The application deadline for organizations wanting to operate the Robeson County school in the ISD was December 1. According to David Prickett, communications consultant with the ISD, more organizations had indicated they wanted to participate than the two who actually applied.
“Several organizations showed some initial interest and submitted an Intent to Apply, but no one withdrew after officially applying,” he said in an e-mail.
Hall said in an interview that he was not concerned that only two organizations came forward.
“It’s always great when you can see that there are a lot of individuals who are interested in doing this work,” he said. “But I think I’m not as concerned in quantity as I am quality. “
State Board Chair Bill Cobey said in an interview that he wished more than two had applied, but that the Virtual Charter School Pilot only had two applicants as well when it started.
“If there’s somebody that our evaluator says is capable of taking over, this is not a big project,” he said. “I know it has been controversial; it is not a big project. And apparently there’s not really money in it.”
Hall said he did not know yet why other organizations that had expressed interest decided not to move forward, but he is eager to find out.
“We need to understand that so that it will help inform our process next year,” he said.
Next year, the ISD will pick two or three more schools to join the ISD and go through the same process of having charter or education management organizations apply.
During questioning from the Board, Hall noted the language in the ISD law is broad on who can run an ISD school.
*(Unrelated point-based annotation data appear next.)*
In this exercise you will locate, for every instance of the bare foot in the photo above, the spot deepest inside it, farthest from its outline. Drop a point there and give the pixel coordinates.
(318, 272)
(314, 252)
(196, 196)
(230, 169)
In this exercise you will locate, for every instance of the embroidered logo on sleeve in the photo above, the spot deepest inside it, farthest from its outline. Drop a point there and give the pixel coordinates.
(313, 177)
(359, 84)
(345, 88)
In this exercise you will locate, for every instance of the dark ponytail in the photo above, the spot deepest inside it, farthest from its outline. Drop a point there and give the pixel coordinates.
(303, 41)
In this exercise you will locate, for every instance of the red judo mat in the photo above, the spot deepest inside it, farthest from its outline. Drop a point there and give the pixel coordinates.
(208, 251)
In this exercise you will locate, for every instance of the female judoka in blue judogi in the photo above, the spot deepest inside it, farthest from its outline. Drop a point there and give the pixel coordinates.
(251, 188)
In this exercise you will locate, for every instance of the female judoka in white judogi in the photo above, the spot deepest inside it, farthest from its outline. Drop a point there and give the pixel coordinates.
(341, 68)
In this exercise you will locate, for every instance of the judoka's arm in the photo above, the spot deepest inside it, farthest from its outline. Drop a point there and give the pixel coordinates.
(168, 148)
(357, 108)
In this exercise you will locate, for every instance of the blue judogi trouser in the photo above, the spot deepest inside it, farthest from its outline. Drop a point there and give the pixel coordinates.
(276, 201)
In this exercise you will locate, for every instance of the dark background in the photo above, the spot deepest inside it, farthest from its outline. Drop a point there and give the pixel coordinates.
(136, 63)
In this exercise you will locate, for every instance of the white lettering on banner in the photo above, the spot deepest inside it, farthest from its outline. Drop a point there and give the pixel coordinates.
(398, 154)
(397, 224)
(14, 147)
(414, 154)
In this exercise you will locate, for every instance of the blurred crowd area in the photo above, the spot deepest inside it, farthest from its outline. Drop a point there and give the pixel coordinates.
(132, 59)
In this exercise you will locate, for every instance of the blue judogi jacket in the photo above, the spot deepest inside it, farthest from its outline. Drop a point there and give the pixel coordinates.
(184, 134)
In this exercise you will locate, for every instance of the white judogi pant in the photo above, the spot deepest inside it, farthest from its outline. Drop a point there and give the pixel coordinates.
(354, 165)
It refers only to an “entity,” and he said that going forward, an “entity,” could be something other than a charter or education management organization.
“The beauty is when you look at the word ‘entity,’ it gives us the ability to think broad and hard,” he said.
It is still not clear if the ISD is going to move forward with Southside Ashpole at all.
Robeson County has not yet decided whether to allow the school to become a part of the ISD. Education leaders in the community have pushed back on the ISD, but their only other option under the legislation is to close the school.
Robeson County School Board Chair Peggy Wilkins-Chavis took issue in a previous interview with the process the state has taken with the ISD.
“The state just did us wrong,” she said.
Cobey said the citizens of Robeson County want the ISD in their district.
“I think in Robeson County, they’re coming face to face that only 18 percent of those kids are on grade level, and the community wants better, and they don’t want to close the school,” he said. “I think the local community is saying let’s try something else.”
Hall also announced the Friday Institute for Educational Innovation will spearhead efforts to evaluate the ISD that will eventually be a five-school district.